New Music at Kettle’s Yard
Being unable to see the ballet left JOE BATES to blindly suffer a lunchtime of musical mediocrity.
Sunday 30th January
Alka Collective plays Ligeti and Hannah Vary.
Contemporary music concerts have confronted me with the bizarre: screaming popes and mad kings, smashed up violins and mashed up genres. But never a long queue. If it was the intriguing promise of a pair of premieres for dancer and ‘cello that had bought the listeners flooding in, they were to be disappointed. Disorganised and poorly played, the witticisms of compere Steven Montague were the sole highlight.
The opener, Cel, was the first of the two pieces by composer Hannah Varty and choreographer Ilona Jänti. The intimate physical dialogue between dancer and cellist was compelling. The dancer moved the player’s bow, shared her seat and turned her pages, creating a frisson rarely felt in such small scale work.
Yet the poignancy of such a private physical connection was undermined by the clumsiness of the musical setting. The music’s reaction to the dancer’s movements was comically immediate. When tapped on the shoulder, the cellist reacted with a flurry of pizzicati, as if nudged whilst practicing. This approach led to a non-sensical sequence of ideas that were not individually exciting enough to unify the work.
The choreography of the second dance work, Contortions, was still more unusual. The two cellists were placed in a variety of positions, playing their ‘cellos on their back, on their side and, most strikingly of all, spike balanced in the caring hands of the dancer. Yet whilst the ideas were striking initially, their lack of emotional content prevented greater engagement. It felt very much as if artistic concerns had been rendered secondary to the position of the ‘cellos.
Musical concerns barely got a look-in, as the contortions forced the ‘cellists to play music of arresting blandness. Varty’s attempt to conquer these practical difficulties through rhythmic predictability resulted in a monotony which never quite amounted to a minimalist trance.
These issues, however, unfortunately come secondary to the audience’s total inability to see the majority of the work. Kettle’s Yard is a tricky concert hall, and partially obscured sight-lines are a persistent problem, and as much of the dance work was at floor level the choreography had a total audience of around five people. For a work specifically written for the venue, this was an unforgivable over-sight, if you’ll pardon the pun.
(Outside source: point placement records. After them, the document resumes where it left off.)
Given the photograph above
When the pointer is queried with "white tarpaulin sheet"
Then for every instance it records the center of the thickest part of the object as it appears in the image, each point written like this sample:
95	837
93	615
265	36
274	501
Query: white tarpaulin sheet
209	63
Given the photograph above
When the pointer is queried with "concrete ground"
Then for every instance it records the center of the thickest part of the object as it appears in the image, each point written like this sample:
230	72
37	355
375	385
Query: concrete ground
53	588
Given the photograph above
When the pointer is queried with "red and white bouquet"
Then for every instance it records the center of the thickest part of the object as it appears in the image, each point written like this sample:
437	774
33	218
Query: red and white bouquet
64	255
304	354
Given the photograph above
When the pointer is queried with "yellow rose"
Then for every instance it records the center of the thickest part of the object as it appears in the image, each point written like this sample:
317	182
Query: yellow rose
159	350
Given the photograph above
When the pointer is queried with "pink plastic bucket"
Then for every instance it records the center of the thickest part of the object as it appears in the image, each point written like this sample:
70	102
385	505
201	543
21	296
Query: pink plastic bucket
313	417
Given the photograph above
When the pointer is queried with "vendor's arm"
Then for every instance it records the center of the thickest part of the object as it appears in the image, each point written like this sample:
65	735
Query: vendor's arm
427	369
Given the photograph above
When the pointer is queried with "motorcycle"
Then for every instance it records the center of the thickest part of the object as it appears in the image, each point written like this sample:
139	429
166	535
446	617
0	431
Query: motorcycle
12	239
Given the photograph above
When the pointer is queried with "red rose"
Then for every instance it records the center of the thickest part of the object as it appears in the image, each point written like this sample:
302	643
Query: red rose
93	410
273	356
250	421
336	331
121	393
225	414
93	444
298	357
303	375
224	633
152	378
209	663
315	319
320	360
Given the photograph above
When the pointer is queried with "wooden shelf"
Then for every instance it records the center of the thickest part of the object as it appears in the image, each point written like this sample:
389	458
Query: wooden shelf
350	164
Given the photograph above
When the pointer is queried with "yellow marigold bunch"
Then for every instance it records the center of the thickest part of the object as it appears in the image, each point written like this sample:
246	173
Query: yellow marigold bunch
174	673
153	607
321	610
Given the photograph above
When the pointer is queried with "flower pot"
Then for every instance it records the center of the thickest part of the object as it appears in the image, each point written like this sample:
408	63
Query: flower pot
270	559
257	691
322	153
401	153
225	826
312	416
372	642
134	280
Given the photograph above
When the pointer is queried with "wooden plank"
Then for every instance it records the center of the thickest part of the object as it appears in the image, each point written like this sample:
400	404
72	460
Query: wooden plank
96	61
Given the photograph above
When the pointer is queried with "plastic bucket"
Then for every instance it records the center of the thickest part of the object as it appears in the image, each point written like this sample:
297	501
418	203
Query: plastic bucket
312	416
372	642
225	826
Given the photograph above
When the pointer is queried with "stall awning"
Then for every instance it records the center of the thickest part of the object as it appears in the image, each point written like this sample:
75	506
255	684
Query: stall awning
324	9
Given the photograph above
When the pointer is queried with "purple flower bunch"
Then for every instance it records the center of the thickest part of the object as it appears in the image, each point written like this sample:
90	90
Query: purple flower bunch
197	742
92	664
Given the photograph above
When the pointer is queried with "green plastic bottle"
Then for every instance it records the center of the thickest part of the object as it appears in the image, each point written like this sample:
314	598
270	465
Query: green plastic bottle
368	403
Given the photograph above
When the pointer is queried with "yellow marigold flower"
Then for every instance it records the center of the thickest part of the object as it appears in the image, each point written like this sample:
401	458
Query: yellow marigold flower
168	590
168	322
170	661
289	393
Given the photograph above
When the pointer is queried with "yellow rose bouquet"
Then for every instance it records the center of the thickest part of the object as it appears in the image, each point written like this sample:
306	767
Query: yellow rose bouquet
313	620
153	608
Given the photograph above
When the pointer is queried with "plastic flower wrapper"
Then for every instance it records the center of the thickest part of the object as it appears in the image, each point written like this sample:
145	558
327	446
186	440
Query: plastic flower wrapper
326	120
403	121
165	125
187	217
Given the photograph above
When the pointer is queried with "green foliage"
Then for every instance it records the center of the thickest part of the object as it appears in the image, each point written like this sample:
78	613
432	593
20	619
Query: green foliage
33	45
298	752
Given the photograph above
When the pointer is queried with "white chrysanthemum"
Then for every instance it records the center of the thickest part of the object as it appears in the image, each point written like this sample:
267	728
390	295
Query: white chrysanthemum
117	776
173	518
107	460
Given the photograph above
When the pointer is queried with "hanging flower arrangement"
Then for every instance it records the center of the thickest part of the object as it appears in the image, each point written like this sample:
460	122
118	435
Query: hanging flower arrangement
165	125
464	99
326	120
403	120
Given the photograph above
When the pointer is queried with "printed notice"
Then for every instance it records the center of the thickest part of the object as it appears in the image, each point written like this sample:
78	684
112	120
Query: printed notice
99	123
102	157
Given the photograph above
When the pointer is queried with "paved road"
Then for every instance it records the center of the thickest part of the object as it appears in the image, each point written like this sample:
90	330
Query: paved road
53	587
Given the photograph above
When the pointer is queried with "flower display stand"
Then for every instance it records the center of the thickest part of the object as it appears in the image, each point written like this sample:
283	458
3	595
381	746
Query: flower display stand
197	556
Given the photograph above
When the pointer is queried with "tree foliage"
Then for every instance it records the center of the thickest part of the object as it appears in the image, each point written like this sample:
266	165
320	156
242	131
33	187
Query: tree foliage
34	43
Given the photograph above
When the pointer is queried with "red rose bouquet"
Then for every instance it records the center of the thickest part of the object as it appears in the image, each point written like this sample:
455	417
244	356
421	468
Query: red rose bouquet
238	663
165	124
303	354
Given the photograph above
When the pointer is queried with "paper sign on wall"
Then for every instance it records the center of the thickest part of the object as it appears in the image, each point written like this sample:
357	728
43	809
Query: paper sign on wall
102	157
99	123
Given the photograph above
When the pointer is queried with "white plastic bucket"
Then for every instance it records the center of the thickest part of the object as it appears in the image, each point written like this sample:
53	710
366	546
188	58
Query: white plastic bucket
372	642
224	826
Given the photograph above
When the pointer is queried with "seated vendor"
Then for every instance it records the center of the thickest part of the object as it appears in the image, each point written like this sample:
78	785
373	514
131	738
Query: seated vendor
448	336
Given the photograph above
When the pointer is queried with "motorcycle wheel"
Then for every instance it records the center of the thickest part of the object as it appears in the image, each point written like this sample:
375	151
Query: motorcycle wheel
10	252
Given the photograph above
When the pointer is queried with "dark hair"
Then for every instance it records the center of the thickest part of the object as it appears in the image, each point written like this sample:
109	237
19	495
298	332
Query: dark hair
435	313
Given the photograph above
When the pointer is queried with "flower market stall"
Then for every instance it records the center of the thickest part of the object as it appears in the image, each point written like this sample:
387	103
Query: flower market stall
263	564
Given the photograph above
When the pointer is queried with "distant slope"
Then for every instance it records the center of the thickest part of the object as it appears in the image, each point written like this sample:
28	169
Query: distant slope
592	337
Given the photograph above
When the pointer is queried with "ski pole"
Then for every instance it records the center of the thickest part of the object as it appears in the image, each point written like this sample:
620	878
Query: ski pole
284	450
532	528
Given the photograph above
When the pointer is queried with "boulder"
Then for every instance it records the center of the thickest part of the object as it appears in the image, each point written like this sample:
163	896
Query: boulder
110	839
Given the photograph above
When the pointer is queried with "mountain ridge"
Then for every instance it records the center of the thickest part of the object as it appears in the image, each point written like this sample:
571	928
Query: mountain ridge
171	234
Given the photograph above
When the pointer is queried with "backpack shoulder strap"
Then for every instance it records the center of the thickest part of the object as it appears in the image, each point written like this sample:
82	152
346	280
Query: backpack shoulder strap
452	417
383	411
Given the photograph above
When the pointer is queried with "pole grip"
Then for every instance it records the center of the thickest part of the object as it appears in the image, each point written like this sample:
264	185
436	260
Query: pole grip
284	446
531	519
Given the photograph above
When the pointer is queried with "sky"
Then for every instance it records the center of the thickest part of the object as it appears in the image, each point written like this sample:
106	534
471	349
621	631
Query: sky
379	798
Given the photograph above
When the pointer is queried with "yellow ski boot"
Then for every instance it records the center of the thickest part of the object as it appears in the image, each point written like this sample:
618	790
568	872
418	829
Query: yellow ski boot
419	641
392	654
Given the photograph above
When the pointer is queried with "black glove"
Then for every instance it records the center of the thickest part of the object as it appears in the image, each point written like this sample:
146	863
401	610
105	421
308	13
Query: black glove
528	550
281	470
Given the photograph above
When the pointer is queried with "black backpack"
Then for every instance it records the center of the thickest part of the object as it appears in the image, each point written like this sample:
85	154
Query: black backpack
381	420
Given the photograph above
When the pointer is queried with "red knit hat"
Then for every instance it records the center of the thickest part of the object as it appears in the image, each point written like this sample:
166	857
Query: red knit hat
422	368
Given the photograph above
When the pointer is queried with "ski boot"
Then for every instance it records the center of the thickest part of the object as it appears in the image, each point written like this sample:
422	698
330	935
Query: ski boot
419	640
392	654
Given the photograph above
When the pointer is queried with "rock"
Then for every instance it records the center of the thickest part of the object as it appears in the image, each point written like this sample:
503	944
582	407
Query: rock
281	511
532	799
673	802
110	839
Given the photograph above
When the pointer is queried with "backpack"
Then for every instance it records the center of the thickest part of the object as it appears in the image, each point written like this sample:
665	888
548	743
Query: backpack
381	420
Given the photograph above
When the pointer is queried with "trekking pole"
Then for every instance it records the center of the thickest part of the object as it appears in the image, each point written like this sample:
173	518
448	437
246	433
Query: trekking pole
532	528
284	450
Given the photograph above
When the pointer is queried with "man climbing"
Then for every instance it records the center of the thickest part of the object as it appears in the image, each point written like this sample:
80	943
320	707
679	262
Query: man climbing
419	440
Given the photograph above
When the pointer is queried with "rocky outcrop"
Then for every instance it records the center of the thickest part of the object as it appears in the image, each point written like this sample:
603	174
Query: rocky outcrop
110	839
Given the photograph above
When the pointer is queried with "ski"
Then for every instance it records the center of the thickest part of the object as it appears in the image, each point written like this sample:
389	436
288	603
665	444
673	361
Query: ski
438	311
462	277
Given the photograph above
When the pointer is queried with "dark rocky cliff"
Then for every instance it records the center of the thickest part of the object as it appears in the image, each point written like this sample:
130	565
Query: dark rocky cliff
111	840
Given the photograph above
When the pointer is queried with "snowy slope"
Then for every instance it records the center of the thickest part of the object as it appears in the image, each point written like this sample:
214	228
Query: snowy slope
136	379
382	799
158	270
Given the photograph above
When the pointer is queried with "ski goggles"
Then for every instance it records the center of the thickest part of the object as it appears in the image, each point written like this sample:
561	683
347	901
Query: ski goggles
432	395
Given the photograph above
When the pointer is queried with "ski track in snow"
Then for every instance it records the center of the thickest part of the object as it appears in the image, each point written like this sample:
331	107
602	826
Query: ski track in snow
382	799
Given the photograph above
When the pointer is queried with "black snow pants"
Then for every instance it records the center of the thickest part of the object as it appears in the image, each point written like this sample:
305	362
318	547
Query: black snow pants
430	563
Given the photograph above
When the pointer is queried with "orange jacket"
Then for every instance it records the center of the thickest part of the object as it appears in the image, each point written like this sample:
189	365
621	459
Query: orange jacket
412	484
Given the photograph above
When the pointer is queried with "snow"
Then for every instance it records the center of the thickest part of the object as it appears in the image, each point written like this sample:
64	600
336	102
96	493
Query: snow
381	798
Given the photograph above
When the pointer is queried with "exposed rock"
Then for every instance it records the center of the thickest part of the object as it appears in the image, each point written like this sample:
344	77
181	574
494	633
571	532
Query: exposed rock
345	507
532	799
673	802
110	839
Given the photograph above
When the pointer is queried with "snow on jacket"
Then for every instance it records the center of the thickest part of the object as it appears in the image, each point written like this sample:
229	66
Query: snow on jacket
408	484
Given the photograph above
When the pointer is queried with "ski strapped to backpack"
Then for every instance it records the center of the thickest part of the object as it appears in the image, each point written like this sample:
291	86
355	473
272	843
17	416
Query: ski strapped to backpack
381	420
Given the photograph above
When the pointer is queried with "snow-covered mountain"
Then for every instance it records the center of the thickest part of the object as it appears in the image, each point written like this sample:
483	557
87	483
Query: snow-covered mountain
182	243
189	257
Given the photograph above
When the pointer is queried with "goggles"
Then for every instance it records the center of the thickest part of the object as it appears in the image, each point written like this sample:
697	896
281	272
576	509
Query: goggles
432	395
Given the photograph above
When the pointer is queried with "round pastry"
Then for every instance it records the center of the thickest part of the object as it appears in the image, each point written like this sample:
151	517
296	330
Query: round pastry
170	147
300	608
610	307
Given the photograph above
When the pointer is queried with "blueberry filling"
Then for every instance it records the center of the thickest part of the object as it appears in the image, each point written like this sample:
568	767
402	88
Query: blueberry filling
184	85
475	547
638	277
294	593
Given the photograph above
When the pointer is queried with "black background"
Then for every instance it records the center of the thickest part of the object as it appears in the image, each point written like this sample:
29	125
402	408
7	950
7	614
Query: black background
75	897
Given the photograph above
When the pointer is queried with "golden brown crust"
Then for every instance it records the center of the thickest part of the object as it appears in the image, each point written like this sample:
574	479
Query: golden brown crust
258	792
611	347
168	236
The only work not to be crippled by poor planning was Ligeti’s Sonata for Violoncello solo, which at 63 years old, was an odd choice for a concert of ‘New Music’. The piece was played with commendable energy, commitment and technique, but almost entirely without expression. Whilst the piece veers between lyricism and violence, the intense emotional content was almost entirely suppressed in favour of mechanical accuracy.
It saddening that such an enthusiastically attended concert should be so disappointing for its audience. 120 people came to see a ballet. It is a shame that they couldn’t.